N’importe, Napoléon secoue la tête d’un air incrédule : la vieille mésentente subsiste entre lui et la « signora Palormia », comme il l’appelait jadis.

Enfin, puisque tu es décidé, dit-il, et que Laure te plaît, épouse-la. Je te donne 100.000 francs de dot et 40.000 francs pour la corbeille. Adieu, sois heureux !

Et comme Junot prend congé, il lui crie encore :

- C’est égal, tu auras une terrible belle-mère !

Mme Permon a eu raison d’engager son futur gendre à aller tout de suite faire part de son mariage à Bonaparte : il est bon, dans cette affaire, de s’assurer de l’atout majeur, car d’autres joueurs peuvent survenir qui auraient intérêt à brouiller les cartes. A peine le bruit des fiançailles de Laure et du jeune général s’est-il répandu dans Paris qu’une intrigue s’ébauche déjà contre cette union, menée par Joséphine.

Ce n’est un mystère pour personne qu’elle est assez en froid, depuis quelque temps, avec les dames Permon ; l’affection que ces dernières portent à Lucien, à Joseph, à Pauline les rangent dans le clan opposé à celui de la femme du Premier Consul. Toujours désireuse de s’assurer des appuis contre sa belle-famille, Joséphine pense que Junot conviendrait bien mieux à la sœur du général Leclerc, Aimée (celle qui, plus tard, épousera Davout). Ainsi se ménagerait-elle des alliés sûrs contre ce Leclerc que Paulette mène à sa guise et empêcherait-elle Louise-Marie de reprendre quelque ascendant sur Napoléon. Elle exécute quelques travaux d’approche auprès de Junot ; elle fait courir le bruit qu’il est ridicule de voir un homme de cette valeur s’unir à une jeune fille sans dot et qui n’est même pas titrée, encore qu’elle « prétende » descendre de quatorze empereurs ! Bref, elle se livre à mille manigances dont M. de Caulaincourt, le vieil ami de la famille Permon, a perçu les échos qu’il vient confidentiellement transmettre à qui de droit. On décide, dans ces conditions, qu’il sera prudent de précipiter le mariage et on le fixe au 30 octobre suivant.
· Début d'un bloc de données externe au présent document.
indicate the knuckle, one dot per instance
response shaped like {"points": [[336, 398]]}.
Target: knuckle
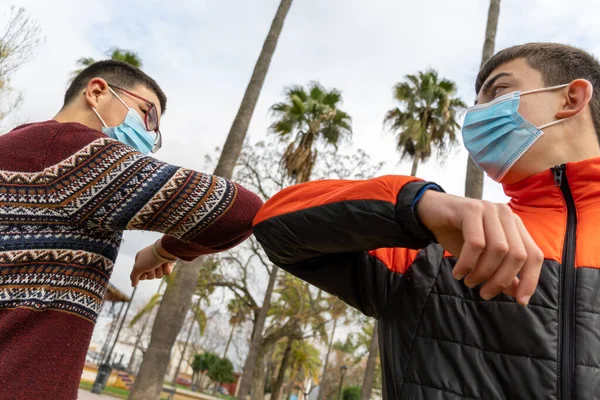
{"points": [[504, 209], [477, 243], [518, 256], [499, 286], [500, 248], [477, 206], [538, 256]]}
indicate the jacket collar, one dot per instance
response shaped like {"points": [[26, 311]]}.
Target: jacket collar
{"points": [[541, 190]]}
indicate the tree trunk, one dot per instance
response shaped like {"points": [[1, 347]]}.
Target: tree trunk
{"points": [[324, 377], [169, 320], [187, 340], [285, 362], [235, 140], [172, 310], [229, 340], [474, 178], [259, 379], [413, 171], [139, 337], [253, 351], [365, 391]]}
Junot accepte sans discuter ; il veut bien tout ce qu’on veut, il est aux anges. Il ne songe présentement qu’à deux choses : prouver son amour à sa fiancée et dépenser. Sur ce dernier chapitre il a deux concurrents sérieux dans la personne de Laure et de sa mère. Bourreaux d’argent tous les trois, ils s’entraînent mutuellement à cet exercice. Le Premier Consul a promis 140.000 francs ; Junot distribue à la volée les trésors qui lui restent des « souvenirs » rapportés d’Egypte ; Mme Permon se perd dans les comptes fantastiques de ses millions imaginaires, et le brave Albert continue à se livrer à de fructueuses affaires. Vraiment la fortune est avec eux !

Toujours plein de vanité, désireux d’éblouir la ville et la cour, le jeune général a commandé le trousseau chez les meilleurs fournisseurs en vogue : Mlle l’Olive et Mlle Debeuvry, lingères à la mode, ont été requises d’urgence, ainsi que le fameux Le Roy pour les robes, et la non moins fameuse Mlle Germon pour les chapeaux. Foncin montera les diamants. Tous les matins Junot court la ville en cabriolet et revient le soir, rue Sainte-Croix, les bras chargés de bibelots, de dessins, d’échantillons de toutes sortes ramassés chez Sikes ou au Petit Dunkerque, qui seront les ornements de la future demeure. Il n’oublie pas « sa terrible belle-mère » dans cette distribution de cadeaux, non plus que son beau-frère pour lequel il s’est pris d’une véritable affection. Chaque jour, Mme Bernard, la fameuse bouquetière de l’Opéra, envoie au domicile de Laure une magnifique gerbe de fleurs.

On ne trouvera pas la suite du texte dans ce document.